「ひとつ宜しいか」
「お答えできることでしたら」

 先日この中庭で言葉を交わしてからというもの、毎日のように交わすようになった応酬を終えると、張遼はいつも通り宗春促されるまま、木陰に設えられた長椅子へと腰掛けた。空も漸く白んできたかという時間帯、頭上に生い茂る緑の隙間から僅かな光が降り注ぐそこはひんやりと涼しく、隣から響く穏やかな弦の音もあいまって、その心地よさに振り払った睡魔が舞い戻ってくるのがわかる。頭上から飛び立つ鳥の羽音が響き、僅かに揺らされた枝から葉が一枚、ひらりと舞い落ちたのが見えた。
 翌日、同時刻に中庭を訪れた張遼は、同じ場所に佇み同じように弦を弾いていた男に先のように切り出して名前を聞いた(男は王允の息子としてでなく、楽士として宗春と名乗った。)。翌日は歳を(実年齢よりも老けてみられます、とだけ返された。)、その翌日はいつから音楽を嗜んでいるのかを(楽器に触れたのは五歳の時が初めてだそうだ。)、その翌日はあの日見た“小鳥”について(怪我をしているところを助けたらなついたので飼っている、らしい。)。
 人影など無いに等しい早朝、張遼がひとつ問い掛け、宗春が返答するだけの時間。さて今日は何を問おうか、弦の音に耳を傾けながら暫し逡巡したのち、張遼は視界の端をひらりと掠めた布に狙いを定めた。

「この時期、その衣装は暑苦しくはありませぬか」
「ええ、それはもう。多少の汗は布に吸われますけれど、服の中が蒸して蒸して、ずっと湿っぽいんです。それが嫌でずっと日陰にいると、今度は自分が茸か青黴にでもなったような気分で」

 はぁあ。宗春が大仰に溜息をつく。そんなに鬱陶しいのならば毎日律儀に着続けなくともよいのでは、と言おうとして、もしややむにやまれぬ事情があるのではと思い至った張遼はそこで口をつぐんだ。
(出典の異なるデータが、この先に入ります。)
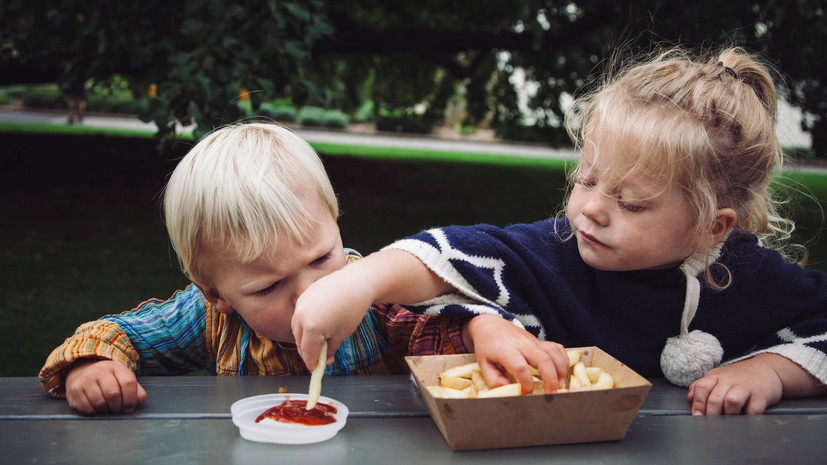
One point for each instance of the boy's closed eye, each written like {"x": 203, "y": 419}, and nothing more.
{"x": 318, "y": 261}
{"x": 322, "y": 259}
{"x": 268, "y": 289}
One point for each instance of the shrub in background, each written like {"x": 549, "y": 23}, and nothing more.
{"x": 43, "y": 97}
{"x": 335, "y": 119}
{"x": 284, "y": 112}
{"x": 404, "y": 123}
{"x": 311, "y": 116}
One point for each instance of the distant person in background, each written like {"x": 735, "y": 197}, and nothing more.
{"x": 76, "y": 95}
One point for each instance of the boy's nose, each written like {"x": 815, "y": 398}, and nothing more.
{"x": 302, "y": 283}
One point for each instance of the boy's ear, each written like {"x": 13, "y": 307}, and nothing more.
{"x": 214, "y": 297}
{"x": 724, "y": 222}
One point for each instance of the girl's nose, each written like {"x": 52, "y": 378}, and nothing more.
{"x": 595, "y": 209}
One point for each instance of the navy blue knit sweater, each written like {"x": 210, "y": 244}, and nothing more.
{"x": 528, "y": 274}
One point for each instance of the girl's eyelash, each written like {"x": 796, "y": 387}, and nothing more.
{"x": 587, "y": 183}
{"x": 321, "y": 259}
{"x": 267, "y": 289}
{"x": 629, "y": 207}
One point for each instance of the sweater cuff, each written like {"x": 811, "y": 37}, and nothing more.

複雑な表情を浮かべる張遼を見て、宗春はくすくすと吐息で笑う。

「将軍は存外顔色が読みやすくていらっしゃる」
「む……」
「私と一緒で根が正直者なのでしょう」
「御自分でそれを申されるか」
「嘘は嫌いなもので」
「…………」
「確かめてみますか?」
「……なにをですかな」
「御要望とあらば、この皮、剥いで見せてもよろしいですよ?」

 夜明けの爽やかな空気に全く似つかわしくない誘惑の言葉を、今が正に宵闇の只中であるかのような艶かしさでもって宗春は紡ぐ。戯れを、とかわすにはあまりにも真剣な声音で、さりとて冗談のような飄々とした響きで紡がれたそれに、張遼は暫し呼吸すら忘れて瞠目した。
 日陰故の相乗効果か青白くさえ見える宗春の顔は、右のこめかみから左の頬へと斜に覆い隠す布の裾から覗く鼻先と口許しか窺えない。
 にぃ、と弧を描いた唇に、どくり、と心臓が跳ねる。
 口ほどに物を言うという両眼を隠しているのはこれの生業ゆえか、それとも、先のこれの言葉通りに正直者であるが故の苦肉の策なのか。肌の白さのせいか余計に赤く見える唇はどうあっても張遼の思う真実を紡ごうとはしない。笑い飛ばせばよかったのか、それとも先程思ったように、戯れを、と無理矢理にでも受け流してかわしてしまえばよかったのか。冗談ですよ。その一言を待ち続ける内に失われた選択肢が声にならない響きとなって唇を震わせた。
 白い手袋に覆われた指先が、ひたりと張遼の頬に触れる。ざわざわと騒がしい音を立てて何かが皮下を走っていく音を聞いた張遼は、そこで漸く切れ切れに宗春の名を呼んだ。
 ざわり、木々が風に蠢き、枝を揺らめかせ葉を落とす。二人の間を通り抜けた風が宗春の肌という肌を覆う“皮”を揺らめかせ、その時翻った裾から覗いた頬に――――張遼は確かに、青緑の、鱗を見た。

「そのつもりがあるならば――――それに似つかわしい刻限に、此所で」

 言って離れた宗春が、滑るようにして張遼に背を向ける。ひらひらと衣装の裾を踊らせ歩んでいく宗春の姿は蝶が舞うかのように優雅であったのに、その下に隠された真実を垣間見た張遼にはそれが美しいなどとは微塵も思えず、目蓋の裏に焼き付いた硬質な輝きを思い出してはその感触を夢想していた。